Ranji Trophy is more difficult than India A: Shreyas Iyer

Ranji Trophy is more difficult than India A: Shreyas Iyer

Iyer was a part of the India T20I team for the Windies and Australia series but has been dropped for the New Zealand tour.

Shreyas Iyer
Shreyas Iyer of India. (Photo by Richard Huggard/Gallo Images/Getty Images)

Shreyas Iyer has been one of the most consistent performers in the domestic circuit in the last few years. The Mumbai star has been churning out runs almost at all levels and across formats which helped him to make his international debut in 2017. Iyer who last played in the national colors in February 2018 has been in good form in the ongoing season as well. In October last year, he led Mumbai to the Vijay Hazare Trophy title win, scoring 373 runs at an average of over 93.

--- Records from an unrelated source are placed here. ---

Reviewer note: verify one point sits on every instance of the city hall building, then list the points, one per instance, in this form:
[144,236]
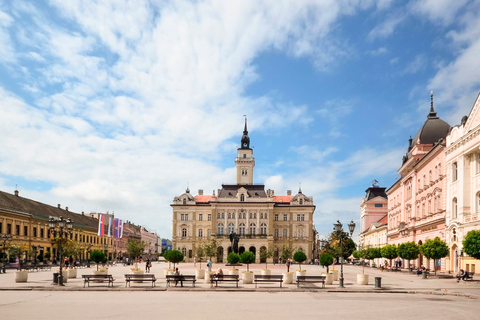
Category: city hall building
[262,219]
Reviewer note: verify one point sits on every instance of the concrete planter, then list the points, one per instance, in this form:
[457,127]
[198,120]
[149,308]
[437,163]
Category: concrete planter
[335,275]
[200,273]
[362,279]
[21,276]
[72,273]
[247,277]
[233,272]
[328,277]
[207,276]
[287,277]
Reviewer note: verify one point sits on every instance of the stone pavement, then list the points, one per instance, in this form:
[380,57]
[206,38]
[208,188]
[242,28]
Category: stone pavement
[392,282]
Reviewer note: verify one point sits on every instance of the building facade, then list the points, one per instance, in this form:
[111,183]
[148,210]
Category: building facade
[416,202]
[463,188]
[262,219]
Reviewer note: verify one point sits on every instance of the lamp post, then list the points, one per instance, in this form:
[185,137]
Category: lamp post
[6,238]
[339,230]
[62,228]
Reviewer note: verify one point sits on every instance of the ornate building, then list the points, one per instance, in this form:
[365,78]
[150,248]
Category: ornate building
[416,202]
[261,219]
[463,187]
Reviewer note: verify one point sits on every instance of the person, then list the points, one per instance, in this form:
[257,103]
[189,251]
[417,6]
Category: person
[463,275]
[209,265]
[177,273]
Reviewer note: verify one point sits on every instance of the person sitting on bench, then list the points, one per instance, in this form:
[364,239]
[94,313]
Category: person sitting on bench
[463,275]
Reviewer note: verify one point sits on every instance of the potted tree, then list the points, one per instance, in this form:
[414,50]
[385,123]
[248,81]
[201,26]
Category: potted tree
[17,252]
[266,254]
[135,249]
[98,257]
[434,249]
[233,260]
[326,259]
[300,257]
[247,257]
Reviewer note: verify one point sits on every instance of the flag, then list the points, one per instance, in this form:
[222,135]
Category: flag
[109,226]
[101,222]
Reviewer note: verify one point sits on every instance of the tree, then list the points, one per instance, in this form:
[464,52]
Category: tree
[471,244]
[233,258]
[98,257]
[265,254]
[300,257]
[135,249]
[434,249]
[287,252]
[326,259]
[408,251]
[389,251]
[210,248]
[247,257]
[174,256]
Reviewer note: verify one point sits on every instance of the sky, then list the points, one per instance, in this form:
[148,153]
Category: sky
[121,105]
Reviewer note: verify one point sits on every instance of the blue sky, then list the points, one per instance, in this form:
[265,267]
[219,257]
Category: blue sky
[120,105]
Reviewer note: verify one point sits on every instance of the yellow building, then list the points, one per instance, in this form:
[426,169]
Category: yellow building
[260,218]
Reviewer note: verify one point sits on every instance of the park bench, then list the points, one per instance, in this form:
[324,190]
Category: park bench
[180,278]
[311,279]
[223,278]
[139,278]
[268,278]
[87,278]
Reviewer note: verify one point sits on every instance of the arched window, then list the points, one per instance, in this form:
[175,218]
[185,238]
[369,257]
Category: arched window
[263,228]
[220,229]
[454,171]
[454,208]
[241,229]
[252,228]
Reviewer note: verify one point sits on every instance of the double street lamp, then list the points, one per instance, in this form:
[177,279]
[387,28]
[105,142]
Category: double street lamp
[338,228]
[61,229]
[6,238]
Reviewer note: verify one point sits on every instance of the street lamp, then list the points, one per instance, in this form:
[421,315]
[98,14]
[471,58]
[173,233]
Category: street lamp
[338,228]
[5,238]
[63,228]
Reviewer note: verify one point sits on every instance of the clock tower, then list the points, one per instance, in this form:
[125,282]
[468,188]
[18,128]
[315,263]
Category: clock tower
[245,161]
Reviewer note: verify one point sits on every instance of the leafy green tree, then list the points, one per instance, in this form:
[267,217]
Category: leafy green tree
[471,244]
[434,249]
[408,251]
[135,249]
[326,259]
[233,258]
[174,256]
[300,257]
[389,251]
[247,257]
[98,257]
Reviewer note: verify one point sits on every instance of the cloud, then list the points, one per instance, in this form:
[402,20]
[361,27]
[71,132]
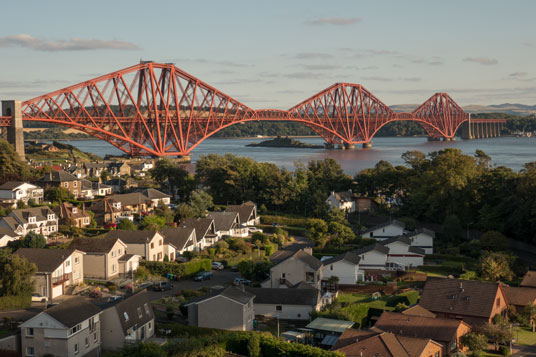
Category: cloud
[73,44]
[482,60]
[337,21]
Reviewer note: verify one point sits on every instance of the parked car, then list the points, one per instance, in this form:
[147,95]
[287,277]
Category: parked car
[162,286]
[242,281]
[204,275]
[217,266]
[39,298]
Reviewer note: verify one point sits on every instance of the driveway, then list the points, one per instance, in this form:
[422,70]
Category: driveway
[220,277]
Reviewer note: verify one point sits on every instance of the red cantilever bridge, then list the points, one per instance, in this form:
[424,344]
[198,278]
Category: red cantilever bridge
[158,109]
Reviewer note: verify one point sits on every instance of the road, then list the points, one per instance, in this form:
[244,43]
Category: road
[220,278]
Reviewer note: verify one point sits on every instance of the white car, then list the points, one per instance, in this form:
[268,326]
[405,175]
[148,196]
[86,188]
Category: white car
[39,298]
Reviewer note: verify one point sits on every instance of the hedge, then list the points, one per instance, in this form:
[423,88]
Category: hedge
[15,302]
[179,270]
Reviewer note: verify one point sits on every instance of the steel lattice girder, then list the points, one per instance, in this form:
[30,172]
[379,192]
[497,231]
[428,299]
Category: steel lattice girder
[158,109]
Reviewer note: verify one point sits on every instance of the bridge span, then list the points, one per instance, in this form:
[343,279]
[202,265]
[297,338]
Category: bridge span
[159,110]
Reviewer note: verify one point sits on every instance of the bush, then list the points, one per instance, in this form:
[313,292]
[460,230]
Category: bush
[15,302]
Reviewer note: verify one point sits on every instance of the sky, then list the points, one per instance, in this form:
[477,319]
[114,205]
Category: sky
[274,54]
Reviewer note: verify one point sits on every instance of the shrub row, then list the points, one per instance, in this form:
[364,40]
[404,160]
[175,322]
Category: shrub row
[179,270]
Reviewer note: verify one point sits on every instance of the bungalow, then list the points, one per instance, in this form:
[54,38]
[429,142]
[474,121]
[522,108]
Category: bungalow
[232,306]
[147,244]
[345,267]
[103,256]
[475,302]
[57,269]
[127,321]
[389,229]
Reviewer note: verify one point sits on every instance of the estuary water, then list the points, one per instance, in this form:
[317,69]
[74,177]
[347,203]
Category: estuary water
[505,151]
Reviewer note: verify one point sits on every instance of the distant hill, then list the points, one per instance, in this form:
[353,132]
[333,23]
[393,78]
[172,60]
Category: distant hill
[508,108]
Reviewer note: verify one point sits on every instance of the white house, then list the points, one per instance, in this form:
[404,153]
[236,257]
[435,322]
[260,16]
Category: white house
[373,256]
[422,238]
[344,201]
[385,230]
[402,255]
[345,267]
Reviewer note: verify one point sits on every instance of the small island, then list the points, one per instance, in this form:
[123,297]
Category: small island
[286,142]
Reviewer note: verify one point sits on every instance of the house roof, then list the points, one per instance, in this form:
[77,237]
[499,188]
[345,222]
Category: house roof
[245,211]
[132,237]
[94,245]
[529,279]
[437,329]
[462,297]
[520,296]
[223,221]
[231,292]
[276,296]
[349,257]
[179,237]
[73,311]
[369,248]
[46,260]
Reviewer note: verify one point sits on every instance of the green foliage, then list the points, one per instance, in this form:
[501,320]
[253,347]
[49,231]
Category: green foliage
[180,270]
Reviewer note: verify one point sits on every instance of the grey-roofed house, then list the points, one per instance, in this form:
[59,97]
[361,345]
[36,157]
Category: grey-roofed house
[127,321]
[179,240]
[57,269]
[344,266]
[227,309]
[291,304]
[103,257]
[40,220]
[71,328]
[147,244]
[299,266]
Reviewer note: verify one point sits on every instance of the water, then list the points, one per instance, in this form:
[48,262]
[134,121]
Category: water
[504,151]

Last month, the right-hander blasted a 139-ball 178 in the Ranji Trophy tie against Baroda. In the following game, he slammed 83 off just 60 balls, helping Mumbai take the command against Saurashtra. The knock comprised as many as seven sixes, three of them off successive balls from left-arm spinner Dharmendra Jadeja. Unsurprisingly, he always is on the radar for selection in the national team.

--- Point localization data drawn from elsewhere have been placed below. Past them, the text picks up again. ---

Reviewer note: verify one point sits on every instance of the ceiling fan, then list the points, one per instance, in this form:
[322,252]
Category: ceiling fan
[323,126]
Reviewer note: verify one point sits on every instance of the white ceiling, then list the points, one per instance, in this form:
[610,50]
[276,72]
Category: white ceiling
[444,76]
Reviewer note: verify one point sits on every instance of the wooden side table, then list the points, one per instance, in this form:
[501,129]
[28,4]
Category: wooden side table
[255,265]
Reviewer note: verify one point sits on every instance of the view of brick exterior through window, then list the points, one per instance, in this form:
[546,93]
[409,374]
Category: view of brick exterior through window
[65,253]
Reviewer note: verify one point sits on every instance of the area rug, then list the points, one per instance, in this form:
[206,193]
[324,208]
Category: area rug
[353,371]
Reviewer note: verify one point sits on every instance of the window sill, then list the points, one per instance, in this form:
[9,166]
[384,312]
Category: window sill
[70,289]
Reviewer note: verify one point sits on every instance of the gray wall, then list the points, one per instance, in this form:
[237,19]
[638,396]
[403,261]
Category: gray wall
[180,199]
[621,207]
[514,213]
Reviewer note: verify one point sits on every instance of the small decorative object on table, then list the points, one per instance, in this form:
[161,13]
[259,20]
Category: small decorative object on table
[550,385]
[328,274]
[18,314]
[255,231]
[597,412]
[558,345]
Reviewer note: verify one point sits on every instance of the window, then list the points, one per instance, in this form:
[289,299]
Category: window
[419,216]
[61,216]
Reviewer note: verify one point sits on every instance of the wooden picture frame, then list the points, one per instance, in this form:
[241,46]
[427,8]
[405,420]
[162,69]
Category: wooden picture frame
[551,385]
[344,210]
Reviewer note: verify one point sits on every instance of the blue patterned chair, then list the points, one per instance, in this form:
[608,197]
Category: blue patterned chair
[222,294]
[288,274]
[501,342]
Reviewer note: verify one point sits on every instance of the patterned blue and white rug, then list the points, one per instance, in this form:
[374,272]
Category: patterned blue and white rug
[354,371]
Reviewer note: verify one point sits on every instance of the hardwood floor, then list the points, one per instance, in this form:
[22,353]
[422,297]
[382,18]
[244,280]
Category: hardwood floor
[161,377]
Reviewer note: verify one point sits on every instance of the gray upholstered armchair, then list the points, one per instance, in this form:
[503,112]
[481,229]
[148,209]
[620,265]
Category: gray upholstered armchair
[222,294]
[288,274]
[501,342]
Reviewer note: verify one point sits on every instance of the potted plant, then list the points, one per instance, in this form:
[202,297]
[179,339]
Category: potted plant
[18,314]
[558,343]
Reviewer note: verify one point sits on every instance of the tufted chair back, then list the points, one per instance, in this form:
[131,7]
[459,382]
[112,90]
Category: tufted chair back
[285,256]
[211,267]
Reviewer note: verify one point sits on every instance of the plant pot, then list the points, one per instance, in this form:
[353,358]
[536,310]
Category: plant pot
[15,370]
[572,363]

However, with not too spots available in the team, Iyer has failed to cement his place as of now. As a result, he has been a regular player for India A for quite some time now. His last appearance came during India A’s tour of New Zealand where he scored two fifties in the three-match one-day game. A few days later, he received a big setback after being dropped from the T20I squad for the upcoming series in New Zealand.

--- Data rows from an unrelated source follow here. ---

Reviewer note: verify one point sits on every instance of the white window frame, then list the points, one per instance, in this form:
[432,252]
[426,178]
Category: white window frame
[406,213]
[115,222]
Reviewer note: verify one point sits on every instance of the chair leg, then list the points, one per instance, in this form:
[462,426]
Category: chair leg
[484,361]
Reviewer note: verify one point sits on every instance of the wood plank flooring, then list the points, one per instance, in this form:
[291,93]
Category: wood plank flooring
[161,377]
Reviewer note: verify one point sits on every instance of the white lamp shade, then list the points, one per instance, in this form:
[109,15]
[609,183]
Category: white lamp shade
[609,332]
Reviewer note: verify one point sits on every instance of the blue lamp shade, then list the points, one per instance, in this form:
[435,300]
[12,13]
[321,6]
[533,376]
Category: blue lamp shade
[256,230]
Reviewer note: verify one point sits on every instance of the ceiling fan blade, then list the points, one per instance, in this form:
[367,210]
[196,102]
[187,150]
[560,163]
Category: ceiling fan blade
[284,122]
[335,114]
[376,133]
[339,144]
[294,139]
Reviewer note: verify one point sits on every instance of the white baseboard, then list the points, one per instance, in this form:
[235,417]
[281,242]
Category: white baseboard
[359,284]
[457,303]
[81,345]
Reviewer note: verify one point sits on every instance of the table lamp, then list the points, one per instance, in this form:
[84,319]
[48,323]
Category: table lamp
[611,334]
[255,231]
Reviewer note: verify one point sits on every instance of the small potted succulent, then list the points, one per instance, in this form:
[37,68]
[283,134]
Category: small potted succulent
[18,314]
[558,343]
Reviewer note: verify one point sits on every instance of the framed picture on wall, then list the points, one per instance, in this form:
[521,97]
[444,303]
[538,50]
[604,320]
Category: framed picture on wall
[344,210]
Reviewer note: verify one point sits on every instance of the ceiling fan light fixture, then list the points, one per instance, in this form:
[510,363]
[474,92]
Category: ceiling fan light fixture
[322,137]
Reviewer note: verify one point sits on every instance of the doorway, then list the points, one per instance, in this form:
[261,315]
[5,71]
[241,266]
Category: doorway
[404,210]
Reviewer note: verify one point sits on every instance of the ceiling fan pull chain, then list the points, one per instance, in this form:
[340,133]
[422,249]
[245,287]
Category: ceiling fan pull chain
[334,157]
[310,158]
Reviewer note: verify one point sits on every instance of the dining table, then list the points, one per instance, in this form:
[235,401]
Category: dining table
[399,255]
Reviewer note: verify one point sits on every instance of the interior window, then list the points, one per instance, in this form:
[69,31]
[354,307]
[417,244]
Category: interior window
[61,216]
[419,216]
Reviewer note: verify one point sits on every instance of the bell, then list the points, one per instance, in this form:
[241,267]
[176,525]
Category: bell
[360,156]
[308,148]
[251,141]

The snub would have been a hard pill to swallow for the youngster as he was recently recalled to the squad for the series against Windies and Australia. However, he did not play a single game before the selectors decided to exclude him again.

Playing Ranji Trophy difficult than playing for India India A:

An experienced Ranji Trophy player, Iyer has not made a startling claim, insisting that the level of country’s premier first-class tournament is tougher than that of A teams where the fringe players of each country battle hard to secure a place in the senior team.

“Sometimes I feel Ranji Trophy is more difficult than India A. When it comes to India A, you have already performed consistently in Ranji Trophy, proven your worth and have come to a higher level,” Iyer told Sportstar.

“You play along with players from other states and with so many exposure tours, you are sort of settled into the India A set-up along with other regulars. Suddenly coming back to Ranji Trophy, you have to get re-acquainted with some of the players in the state team whom you may not have played with,” he added.